Colorado angler catches 'fish of a lifetime' in Chattanooga

Visiting the area from Colorado, Matt Schulte had never caught a blue catfish. He caught several this day, including this "fish of a lifetime." (Photo: Richard Simms)

CHATTANOOGA, Tenn. (WTVC) - Matt Schulte had been in the heat of battle for about ten minutes when he looked over at me in awe and said, "This is a different class of fish."

Welcome to the Tennessee River, home of the giants. Chickamauga has become well-known across the nation as a big bass factory, attracting bass fishermen and tournaments from far and wide. That has happened in the last 20 years following an intensive management effort by the Tennessee Wildlife Resources Agency.

What many anglers don't realize, however, is that the Tennessee River has also long been a "catfish factory." The fertile river naturally produces huge numbers of catfish, especially blue catfish, including some monsters. When they are skiing, swimming or otherwise frolicking in the lake, most people have absolutely no idea there are catfish weighing as much as 100 pounds swimming around beneath them.

Schulte knew such fish existed but probably never envisioned he would hook one. Schulte, from Denver, Colorado, was in Chattanooga visiting his uncle, Larry Miller. Fishing with Scenic City Fishing Charters, the pair had caught several catfish in the 10-pound class when just after 11 a.m. Schulte felt the telltale "thump" of a catfish inhaling the bluegill head on his hook. He knew it was bigger than anything he had hooked so far, but as the battle dragged on with the huge fishing stripping drag off his fishing reel time-after-time, he realized he had hooked a true river monster.

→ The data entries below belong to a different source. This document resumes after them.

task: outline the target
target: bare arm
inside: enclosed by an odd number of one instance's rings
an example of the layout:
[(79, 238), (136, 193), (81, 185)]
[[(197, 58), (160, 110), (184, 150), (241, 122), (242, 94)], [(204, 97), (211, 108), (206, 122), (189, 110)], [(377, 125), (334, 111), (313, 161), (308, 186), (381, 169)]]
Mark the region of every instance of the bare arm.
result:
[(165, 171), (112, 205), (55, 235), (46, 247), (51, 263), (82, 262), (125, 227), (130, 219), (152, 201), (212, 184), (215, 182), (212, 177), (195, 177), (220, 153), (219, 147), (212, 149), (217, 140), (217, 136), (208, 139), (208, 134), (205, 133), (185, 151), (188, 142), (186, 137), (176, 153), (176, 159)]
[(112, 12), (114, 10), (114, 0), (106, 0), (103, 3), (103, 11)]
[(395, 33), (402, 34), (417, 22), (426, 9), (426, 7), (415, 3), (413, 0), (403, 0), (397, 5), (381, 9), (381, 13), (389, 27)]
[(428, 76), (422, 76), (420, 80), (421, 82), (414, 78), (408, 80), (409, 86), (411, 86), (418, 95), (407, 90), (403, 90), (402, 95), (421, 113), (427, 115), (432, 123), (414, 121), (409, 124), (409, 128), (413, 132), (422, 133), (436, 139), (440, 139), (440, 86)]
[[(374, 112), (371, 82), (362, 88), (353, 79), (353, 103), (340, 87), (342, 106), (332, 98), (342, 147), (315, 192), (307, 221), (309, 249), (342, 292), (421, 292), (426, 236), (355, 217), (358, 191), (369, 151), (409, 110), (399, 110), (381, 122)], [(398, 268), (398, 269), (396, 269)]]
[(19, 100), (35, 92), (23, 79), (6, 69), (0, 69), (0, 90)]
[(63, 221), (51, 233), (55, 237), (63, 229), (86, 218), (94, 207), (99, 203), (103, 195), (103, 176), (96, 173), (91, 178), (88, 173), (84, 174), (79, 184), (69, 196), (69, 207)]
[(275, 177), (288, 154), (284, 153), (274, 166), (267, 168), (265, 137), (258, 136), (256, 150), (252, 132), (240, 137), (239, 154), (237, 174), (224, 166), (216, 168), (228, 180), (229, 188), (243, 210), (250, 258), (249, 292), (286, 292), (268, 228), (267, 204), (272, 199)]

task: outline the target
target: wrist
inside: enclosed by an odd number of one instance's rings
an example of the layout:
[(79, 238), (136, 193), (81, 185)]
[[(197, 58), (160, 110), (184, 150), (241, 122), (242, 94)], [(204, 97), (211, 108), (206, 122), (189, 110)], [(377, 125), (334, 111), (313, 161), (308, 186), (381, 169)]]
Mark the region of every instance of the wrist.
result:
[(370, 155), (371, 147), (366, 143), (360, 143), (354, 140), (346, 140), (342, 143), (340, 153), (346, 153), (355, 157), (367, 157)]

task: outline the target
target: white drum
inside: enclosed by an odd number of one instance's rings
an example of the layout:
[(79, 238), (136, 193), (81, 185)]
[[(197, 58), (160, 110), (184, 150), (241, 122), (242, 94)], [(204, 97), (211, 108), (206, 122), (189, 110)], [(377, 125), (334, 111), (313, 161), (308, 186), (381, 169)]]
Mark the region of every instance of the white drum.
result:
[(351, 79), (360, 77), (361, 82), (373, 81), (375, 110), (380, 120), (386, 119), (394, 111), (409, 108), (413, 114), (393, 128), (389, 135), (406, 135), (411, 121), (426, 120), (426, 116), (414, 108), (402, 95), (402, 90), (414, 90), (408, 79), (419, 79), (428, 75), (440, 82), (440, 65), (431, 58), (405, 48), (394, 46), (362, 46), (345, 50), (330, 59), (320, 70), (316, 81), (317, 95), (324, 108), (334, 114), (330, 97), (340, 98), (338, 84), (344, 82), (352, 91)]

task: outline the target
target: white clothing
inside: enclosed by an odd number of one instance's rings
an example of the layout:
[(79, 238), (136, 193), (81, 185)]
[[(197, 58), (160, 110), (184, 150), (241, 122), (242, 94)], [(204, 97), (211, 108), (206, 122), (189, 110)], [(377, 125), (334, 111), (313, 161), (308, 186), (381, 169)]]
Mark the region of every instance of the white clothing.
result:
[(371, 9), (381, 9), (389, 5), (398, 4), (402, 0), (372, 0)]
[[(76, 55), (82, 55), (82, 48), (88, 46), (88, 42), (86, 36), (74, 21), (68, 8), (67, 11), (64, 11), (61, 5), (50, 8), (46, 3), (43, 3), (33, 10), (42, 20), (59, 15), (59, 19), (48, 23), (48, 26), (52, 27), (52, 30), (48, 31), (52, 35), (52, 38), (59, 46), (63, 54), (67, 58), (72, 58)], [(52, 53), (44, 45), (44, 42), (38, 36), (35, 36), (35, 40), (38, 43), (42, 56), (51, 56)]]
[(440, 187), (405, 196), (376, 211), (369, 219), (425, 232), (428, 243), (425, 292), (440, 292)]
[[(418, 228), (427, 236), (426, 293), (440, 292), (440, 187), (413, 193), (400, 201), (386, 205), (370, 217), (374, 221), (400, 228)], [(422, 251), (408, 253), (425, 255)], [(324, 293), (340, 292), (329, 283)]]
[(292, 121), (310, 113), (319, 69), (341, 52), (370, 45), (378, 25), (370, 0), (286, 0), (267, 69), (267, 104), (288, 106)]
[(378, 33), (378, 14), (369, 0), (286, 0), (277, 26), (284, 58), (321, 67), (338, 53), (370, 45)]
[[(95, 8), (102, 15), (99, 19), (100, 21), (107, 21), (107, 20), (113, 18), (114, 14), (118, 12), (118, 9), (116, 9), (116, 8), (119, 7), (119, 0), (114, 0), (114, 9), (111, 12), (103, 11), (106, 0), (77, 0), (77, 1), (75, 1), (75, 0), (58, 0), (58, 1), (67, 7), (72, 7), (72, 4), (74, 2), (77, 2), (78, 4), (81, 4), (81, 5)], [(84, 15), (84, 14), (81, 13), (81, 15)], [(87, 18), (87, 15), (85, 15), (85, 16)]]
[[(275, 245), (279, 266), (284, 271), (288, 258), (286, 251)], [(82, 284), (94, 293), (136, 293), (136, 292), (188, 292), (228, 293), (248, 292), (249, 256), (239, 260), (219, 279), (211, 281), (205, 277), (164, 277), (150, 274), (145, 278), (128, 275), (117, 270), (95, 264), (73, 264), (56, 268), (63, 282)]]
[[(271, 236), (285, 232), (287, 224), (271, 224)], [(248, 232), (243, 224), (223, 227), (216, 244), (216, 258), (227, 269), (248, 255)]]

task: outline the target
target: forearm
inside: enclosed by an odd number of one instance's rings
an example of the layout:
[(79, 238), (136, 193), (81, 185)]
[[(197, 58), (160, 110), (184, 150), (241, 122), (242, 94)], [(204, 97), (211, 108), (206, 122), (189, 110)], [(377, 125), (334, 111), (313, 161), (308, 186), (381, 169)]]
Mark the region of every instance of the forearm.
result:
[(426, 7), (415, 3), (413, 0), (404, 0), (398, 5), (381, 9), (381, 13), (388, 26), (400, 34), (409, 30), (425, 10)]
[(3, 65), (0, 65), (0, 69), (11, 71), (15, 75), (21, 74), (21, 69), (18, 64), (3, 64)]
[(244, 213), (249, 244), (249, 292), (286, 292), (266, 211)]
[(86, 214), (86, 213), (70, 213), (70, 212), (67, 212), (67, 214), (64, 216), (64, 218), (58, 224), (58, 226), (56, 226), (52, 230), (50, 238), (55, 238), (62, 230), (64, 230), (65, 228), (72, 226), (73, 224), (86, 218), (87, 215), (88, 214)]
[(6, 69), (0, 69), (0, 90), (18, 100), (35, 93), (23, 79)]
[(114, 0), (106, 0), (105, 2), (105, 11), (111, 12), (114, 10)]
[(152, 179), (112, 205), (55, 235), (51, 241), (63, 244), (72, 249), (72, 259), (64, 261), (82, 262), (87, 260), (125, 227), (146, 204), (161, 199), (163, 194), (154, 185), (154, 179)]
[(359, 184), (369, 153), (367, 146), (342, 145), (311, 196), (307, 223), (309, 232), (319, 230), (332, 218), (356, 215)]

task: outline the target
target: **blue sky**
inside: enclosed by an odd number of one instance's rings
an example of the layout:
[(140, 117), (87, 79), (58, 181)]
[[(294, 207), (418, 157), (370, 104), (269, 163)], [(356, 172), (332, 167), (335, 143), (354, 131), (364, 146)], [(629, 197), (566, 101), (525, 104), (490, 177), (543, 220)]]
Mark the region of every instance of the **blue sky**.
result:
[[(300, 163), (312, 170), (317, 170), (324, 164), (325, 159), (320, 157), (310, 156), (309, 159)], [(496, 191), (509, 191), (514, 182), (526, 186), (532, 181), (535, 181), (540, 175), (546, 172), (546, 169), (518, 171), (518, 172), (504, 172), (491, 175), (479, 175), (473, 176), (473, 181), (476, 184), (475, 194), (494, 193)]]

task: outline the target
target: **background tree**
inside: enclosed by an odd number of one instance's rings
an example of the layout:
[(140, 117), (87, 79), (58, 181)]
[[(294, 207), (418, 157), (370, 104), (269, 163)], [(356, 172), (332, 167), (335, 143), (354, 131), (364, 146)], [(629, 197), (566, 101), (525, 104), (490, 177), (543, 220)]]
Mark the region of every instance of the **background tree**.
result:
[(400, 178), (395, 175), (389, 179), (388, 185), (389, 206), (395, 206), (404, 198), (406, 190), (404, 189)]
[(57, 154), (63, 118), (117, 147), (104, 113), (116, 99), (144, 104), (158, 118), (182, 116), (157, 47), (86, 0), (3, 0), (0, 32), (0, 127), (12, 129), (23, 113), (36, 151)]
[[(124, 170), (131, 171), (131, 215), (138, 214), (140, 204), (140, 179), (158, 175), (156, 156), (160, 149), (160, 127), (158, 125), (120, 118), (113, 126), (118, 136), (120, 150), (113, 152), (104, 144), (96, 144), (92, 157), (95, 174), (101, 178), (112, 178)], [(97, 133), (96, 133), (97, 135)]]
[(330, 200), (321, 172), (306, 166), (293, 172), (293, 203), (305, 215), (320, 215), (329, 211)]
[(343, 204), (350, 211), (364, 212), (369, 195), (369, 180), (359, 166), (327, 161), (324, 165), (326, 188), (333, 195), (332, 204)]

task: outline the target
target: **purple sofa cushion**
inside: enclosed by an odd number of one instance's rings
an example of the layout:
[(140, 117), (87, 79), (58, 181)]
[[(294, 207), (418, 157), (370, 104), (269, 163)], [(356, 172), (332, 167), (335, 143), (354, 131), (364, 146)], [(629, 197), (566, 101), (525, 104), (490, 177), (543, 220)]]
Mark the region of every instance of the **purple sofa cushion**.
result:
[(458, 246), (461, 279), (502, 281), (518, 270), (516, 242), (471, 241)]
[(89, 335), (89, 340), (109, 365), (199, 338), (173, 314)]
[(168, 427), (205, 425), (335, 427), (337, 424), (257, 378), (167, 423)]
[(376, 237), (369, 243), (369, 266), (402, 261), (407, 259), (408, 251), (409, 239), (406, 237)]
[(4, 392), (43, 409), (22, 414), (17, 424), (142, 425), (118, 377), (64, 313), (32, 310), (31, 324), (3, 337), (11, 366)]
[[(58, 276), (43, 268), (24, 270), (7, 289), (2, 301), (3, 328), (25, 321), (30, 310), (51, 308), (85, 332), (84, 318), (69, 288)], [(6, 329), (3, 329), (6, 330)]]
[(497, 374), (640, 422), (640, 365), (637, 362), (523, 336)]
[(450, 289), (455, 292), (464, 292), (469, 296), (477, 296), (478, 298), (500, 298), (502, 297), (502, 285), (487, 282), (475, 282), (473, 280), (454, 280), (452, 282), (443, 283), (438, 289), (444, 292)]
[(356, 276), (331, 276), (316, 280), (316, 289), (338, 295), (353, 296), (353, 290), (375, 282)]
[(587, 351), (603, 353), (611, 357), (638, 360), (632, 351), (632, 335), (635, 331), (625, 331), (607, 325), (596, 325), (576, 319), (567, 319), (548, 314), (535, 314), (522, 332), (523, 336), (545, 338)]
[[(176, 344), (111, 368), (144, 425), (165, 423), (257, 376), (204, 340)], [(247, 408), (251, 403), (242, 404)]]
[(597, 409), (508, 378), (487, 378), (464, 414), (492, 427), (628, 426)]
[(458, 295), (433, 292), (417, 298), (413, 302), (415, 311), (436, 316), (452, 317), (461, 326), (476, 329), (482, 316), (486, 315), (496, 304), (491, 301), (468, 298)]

The time it takes to subdue a monster catfish is usually in direct proportion to the size of the fishing tackle. Schulte was using a medium heavy spinning rod and reel spooled with 50-pound-test braided line.

"Depending on the size of this fish, 30 or 40 minutes isn't unusual," I told Schulte. "You might as well just settle in."

Nearby bass fishermen watched in amazement as the minutes dragged by and Schulte's rod remained bent double.

There was only one bad thing about this situation. True monster blue cats have not been very common this year. For that reason, I had been carrying my smaller landing net rather than the huge, cumbersome net we like for trophy blues. I knew there was absolutely no way this catfish would fit in the net I had in the boat. To say I was nervous about landing this beast by hand would be an understatement.

"Good God almighty. Look at this thing," exclaimed Miller when his nephew finally brought the beast to the surface.

The battle, however, was far from over. Catfish are notorious for doing what is called "an alligator roll" when landing them. Grab this fish wrong and a massive roll could break a wrist. I knew I had to grab the lower jaw with two hands to try and prevent a roll and manhandle the fish into the boat. It was difficult getting the beast in position and every time I touched it, a surge of adrenaline sent the fish back down and the fight began anew.

Finally, the fish was worn down, nearly as tired as Schulte. Grabbing the massive lower jaw with both hands, I still needed a third hand from Schulte to wrestle it over the gunwale and into the boat.

The huge fish was 53 inches long and 33.5 inches around, weighing right at 75 pounds - the second largest catfish a client has ever landed in my boat in 14 years of guiding.

As large as it was, there are bigger ones out there. The Tennessee state record blue catfish caught on rod & reel weighed 112 pounds. The largest blue catfish ever caught by a commercial fisherman using a net weighed 130 lbs. It is every catfishman's dream to catch a "triple-digit fish." I've seen three of them, including a 120-pound blue caught in Chickamauga Lake by a commercial fisherman on a trot line.

In 2002 TWRA established a “Trophy Limit” on catfish. Now anglers (and commercial fishermen) are allowed to keep no more than one catfish per day more than 34-inches long. The goal is to help protect the true trophies. Like bass, however, most catfish anglers release the trophy fish.

As he placed the huge blue catfish back in the lake and watched it swim away, Schulte knew it was probably the fish of a lifetime. But if he returns from Colorado to try again, there is still a chance he could "size up."